ジルは悪くない。私が、彼をそうさせたのだから、別に間違ってないだろう。
けれど、今後何があるか分からないからと誰かを部屋に招く時には報告する事と、侍女さんが護衛につく事を約束させられた。
だから、この状況は本気で不味いのではないかと思ってる。
「ひっつき虫ちゃん、遊びにいこーよぉ。どこ行きたい?エルフの森?ドワーフの里?ひっつき虫ちゃんと一緒ならぁ、精霊の庭にも行けちゃうかもねぇ。」
「魔族がどうしてここに…。英雄様は外出されません。お引取りを。」
臨戦態勢の侍女さんが私を背にフォーレンを睨み付ける。その視線をものともせず、フォーレンは侍女さんを躱し、私に抱きつく。

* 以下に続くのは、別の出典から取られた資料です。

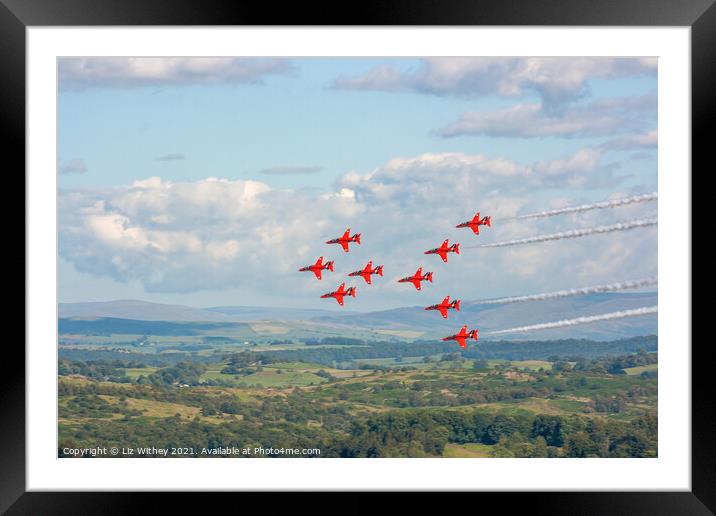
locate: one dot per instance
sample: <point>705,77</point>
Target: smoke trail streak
<point>586,207</point>
<point>579,320</point>
<point>611,287</point>
<point>574,233</point>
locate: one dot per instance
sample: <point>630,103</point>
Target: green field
<point>347,404</point>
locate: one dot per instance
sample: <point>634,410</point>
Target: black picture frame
<point>17,15</point>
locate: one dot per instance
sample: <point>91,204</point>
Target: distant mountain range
<point>145,311</point>
<point>486,317</point>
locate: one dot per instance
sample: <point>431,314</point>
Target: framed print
<point>423,252</point>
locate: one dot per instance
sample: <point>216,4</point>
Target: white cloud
<point>131,72</point>
<point>554,79</point>
<point>220,233</point>
<point>648,140</point>
<point>598,118</point>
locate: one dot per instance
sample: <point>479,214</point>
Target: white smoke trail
<point>610,287</point>
<point>574,233</point>
<point>579,320</point>
<point>586,207</point>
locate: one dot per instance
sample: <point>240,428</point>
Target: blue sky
<point>210,182</point>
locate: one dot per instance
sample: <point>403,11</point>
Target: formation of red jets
<point>416,279</point>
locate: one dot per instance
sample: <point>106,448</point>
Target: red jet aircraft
<point>338,294</point>
<point>445,306</point>
<point>475,223</point>
<point>317,267</point>
<point>444,249</point>
<point>462,335</point>
<point>367,271</point>
<point>345,239</point>
<point>416,278</point>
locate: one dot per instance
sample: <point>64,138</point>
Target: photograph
<point>357,257</point>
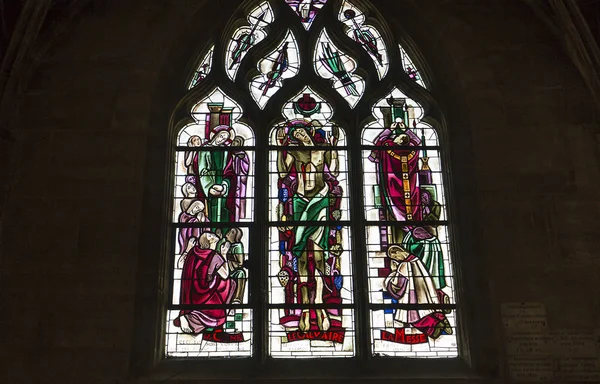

「はぁ?お前には聞いてないんだけどぉ。つーかお前イールを殺した奴じゃん。ウケる。」
「私は英雄様の護衛です。」
「イールを殺せるレベルだもんねぇ確かに護衛にはぴったりかもぉ。まー私よりは弱いんだけど。いいのぉ?私が殺せないのはひっつき虫ちゃんだけなんだけどぉ。あーそっか、分かってるから動けないんだぁ。」
侍女さんがナイフを構える。それをフォーレンは面白そうに眺めていた。流石にこれ以上は見逃せない。
「フォーレン。」
「やだひっつき虫ちゃん怖ぁい。殺さないよぉ。こんなの殺したって面白くないもん。こいつ殺すよりひっつき虫ちゃん殺した方が断然面白いでしょ。殺せないけど。でもこれ以上騒ぐならその口、潰しちゃうかもぉ。」
首に回された腕に力が籠る。フォーレンは私が止めなければ本気で侍女さんを殺しかねない。それは駄目だ。
「侍女さん、大丈夫です。約束しましたから。」
私の言葉に侍女さんが首を振る。
「私は英雄様の護衛を任されました。害する可能性があるものの前で警戒を解くことは出来ません。」
「うわぁちょー堅物じゃん。そんなに心配ならもう一度約束してあげる?本格的にひっつき虫ちゃん気に入ったし。名前なんだっけ?」
フォーレンが顔を覗き込んでくる。その目には親愛が浮かんでいた。
どうしてこんなに気に入られているのか分からないけれど、名前ぐらいならいいかと口を開く。
「…マリーゴールド。」
「へーひっつき虫ちゃん名前可愛いじゃん!私マリーゴールド好きなんだよねぇ。形も可愛いけど、花言葉が最高に好き。名は体を表すっていうけどぉ、流石私のひっつき虫ちゃん、ちょー似合ってるわ。…そんな睨まないでよぉ、そんなに私が気に入らないのぉ?私もつまんない人間嫌いだからいいけど。はいはい。えっとぉ、『魔族フォーレン・アリスティレリアは人族の娘マリーゴールドを害さず、慈しみ、守ることをここに誓う。』これでいいでしょ、侍女さん?」
「…護衛につくことはお許しください。」
「うわうっざ~。でもぉひっつき虫ちゃんがいいならいいかなぁ。いつでも殺せるしぃ。」
「侍女さん…。」
「私は貴女の護衛ですから。」
頑なに譲らないという意思が見えて、私は困惑する。別に私が1人いなくなっても、何も変わらないと思うのに。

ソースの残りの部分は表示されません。